Russia's 2014 incursion into Ukraine - and its extensive military maneuvers in the "post Soviet space" since then - has become a source of significant concern for U.S. warfighters. "It is clear that while our Army was engaged in Afghanistan and Iraq, Russia studied U.S. capabilities and vulnerabilities and embarked on an ambitious and largely successful modernization effort," POLITICO reports Lt. Gen. H.R. McMaster, the the deputy commanding general of Training & Doctrine Command (TRADOC), as telling the Senate Armed Services Committee. "In Ukraine, for example, the combination of unmanned aerial systems and offensive cyber and advanced electronic warfare capabilities depict a high degree of technological sophistication."
In response, the U.S. Army, under McMaster's direction, has launched an extensive study (dubbed the Russia New Generation Warfare Study) to examine Moscow's warfighting capabilities and strategy. The study and its outcomes are "expected to have profound impact on what the U.S. Army will look like in the coming years, the types of equipment it buys and how its units train," according to POLITICO.
April 18:
A top Russian official has called for a further revival of nationalism - and a dramatic tightening of state control over Russian society - in response to the "hybrid war" being waged by the West. Writing in Kommersant, Alexander Bastrykin, the Chairman of the Investigative Committee of Russia - which since 2011 has served as the country's main federal investigative authority, with more than 20,000 employees - charges that "[T]he last decade of Russia, and a number of other countries, live in so-called hybrid war unleashed by the US and its allies. This war is being waged on different fronts - political, economic, informational, and legal. And in recent years, it has moved into a qualitatively new phase of open confrontation."

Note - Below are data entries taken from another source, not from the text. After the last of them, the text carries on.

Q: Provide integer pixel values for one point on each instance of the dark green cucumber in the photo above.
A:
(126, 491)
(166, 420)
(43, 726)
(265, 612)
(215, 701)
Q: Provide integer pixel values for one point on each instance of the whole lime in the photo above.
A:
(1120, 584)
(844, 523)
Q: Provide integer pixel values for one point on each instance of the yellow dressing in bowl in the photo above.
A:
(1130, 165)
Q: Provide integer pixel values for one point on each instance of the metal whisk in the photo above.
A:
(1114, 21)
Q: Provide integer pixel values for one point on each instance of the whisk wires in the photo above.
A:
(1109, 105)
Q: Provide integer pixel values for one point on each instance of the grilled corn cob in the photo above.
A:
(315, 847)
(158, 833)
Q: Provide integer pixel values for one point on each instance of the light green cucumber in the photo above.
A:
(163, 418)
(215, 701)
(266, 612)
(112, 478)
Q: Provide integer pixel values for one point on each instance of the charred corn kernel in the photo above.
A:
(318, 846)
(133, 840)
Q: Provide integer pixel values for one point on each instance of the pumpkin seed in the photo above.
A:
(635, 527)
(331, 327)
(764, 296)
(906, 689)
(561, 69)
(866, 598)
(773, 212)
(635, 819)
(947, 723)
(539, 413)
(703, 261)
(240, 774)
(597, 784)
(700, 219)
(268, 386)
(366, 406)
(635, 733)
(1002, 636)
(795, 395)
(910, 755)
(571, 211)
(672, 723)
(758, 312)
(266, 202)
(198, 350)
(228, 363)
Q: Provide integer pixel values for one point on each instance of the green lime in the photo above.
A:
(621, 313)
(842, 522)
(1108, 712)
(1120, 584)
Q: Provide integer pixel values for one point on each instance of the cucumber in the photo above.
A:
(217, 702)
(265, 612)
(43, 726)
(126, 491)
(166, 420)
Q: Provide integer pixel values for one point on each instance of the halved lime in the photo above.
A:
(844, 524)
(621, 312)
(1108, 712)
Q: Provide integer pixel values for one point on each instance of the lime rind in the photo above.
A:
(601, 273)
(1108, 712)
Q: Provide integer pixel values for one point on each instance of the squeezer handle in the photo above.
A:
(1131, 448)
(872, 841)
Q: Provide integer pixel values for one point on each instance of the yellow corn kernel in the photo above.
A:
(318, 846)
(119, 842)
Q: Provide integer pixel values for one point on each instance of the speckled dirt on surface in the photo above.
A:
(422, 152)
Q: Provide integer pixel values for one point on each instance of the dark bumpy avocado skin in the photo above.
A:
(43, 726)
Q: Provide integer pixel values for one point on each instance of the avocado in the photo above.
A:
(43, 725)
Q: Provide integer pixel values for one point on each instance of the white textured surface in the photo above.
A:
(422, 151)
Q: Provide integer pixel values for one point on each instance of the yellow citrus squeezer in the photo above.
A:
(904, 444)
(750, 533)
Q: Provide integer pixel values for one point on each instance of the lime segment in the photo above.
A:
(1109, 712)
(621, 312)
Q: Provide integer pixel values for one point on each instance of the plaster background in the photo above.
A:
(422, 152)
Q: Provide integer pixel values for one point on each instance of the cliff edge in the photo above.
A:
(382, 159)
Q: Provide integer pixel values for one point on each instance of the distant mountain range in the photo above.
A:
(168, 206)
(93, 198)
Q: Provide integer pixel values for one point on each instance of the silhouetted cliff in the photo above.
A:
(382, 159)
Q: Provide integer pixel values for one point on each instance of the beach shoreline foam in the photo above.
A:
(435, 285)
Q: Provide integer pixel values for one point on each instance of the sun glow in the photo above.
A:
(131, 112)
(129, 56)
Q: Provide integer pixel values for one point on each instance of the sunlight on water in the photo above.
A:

In response, Bastyrkin believes, "[i]t is important to create the concept of the ideological policy of the state. The basic element of it could become a national idea, which is really united to a single multinational Russian people." That, however, isn't enough. Russian authorities also need "to organize a wide-ranging and detailed verification of compliance with federal law, the activities of all religious, national, cultural and youth organizations, in respect of which there is reason to believe that they are engaged in banned extremist activity."